Choosing a Root-Finding Method
- Continuity ensures that a bracketing method can reliably locate a root, as the existence of a sign change guarantees a solution within the interval.
- Differentiability allows for use of methods like Newton's, which rely on first derivatives to predict the root. If the derivative is unavailable, alternative methods such as secant or bisection are better options.
- Multiplicity of roots poses challenges for Newton’s method; when a root is not simple (e.g., f(r)=0 but f′(r)=0), the method can converge very slowly or fail entirely.
- Bracketing methods like bisection are robust because they systematically narrow the interval containing the root, but their linear convergence makes them slower for high-precision needs.
- Open methods such as Newton's or secant can converge much faster, often at a superlinear or quadratic rate, but they require good initial guesses to avoid divergence or incorrect results.
- Computational cost can escalate when functions or their derivatives are complex to evaluate, making derivative-free methods like secant attractive as they avoid calculating derivatives directly. However, they may require more iterations to achieve the same accuracy.
- Hybrid approaches combine reliability and speed by starting with a bracketing method like bisection to secure the root interval, then transitioning to faster methods like Newton's or secant once near the solution.
- Combination methods like Brent’s dynamically adapt between bracketing and open techniques, providing both robustness of convergence and faster refinement when conditions are favorable.
Example Flow of Decision
- Determine if f(x) has an easily detectable sign change.

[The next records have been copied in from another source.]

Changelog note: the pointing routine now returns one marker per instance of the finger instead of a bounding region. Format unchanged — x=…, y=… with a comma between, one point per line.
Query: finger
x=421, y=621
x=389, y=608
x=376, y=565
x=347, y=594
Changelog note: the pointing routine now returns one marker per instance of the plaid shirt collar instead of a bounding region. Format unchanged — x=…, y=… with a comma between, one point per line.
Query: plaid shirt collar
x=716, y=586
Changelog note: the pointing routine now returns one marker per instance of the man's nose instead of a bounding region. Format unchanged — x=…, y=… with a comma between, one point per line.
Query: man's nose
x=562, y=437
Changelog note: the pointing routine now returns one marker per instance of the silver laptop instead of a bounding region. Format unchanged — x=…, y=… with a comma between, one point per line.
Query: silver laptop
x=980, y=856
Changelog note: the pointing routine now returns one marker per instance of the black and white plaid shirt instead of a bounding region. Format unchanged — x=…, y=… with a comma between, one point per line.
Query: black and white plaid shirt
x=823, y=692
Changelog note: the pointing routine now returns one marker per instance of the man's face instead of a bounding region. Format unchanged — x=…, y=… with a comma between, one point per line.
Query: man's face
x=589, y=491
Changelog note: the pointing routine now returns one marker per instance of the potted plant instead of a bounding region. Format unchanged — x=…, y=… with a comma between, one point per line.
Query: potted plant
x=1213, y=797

- If a sign change is present, use bracketing methods like bisection or false position to isolate the root.
- If no sign change is found, scan the domain or apply domain knowledge to guess a valid interval.
- Assess if f′(x) is analytically or numerically cheap to compute.
- If derivatives are easy to compute, use Newton’s method for faster local convergence.
- If derivatives are not available or are expensive, use derivative-free methods like secant.
- Decide if reliability is a key priority for the solution.
- If reliability is critical, select robust methods like Brent’s, which combine bracketing and open steps.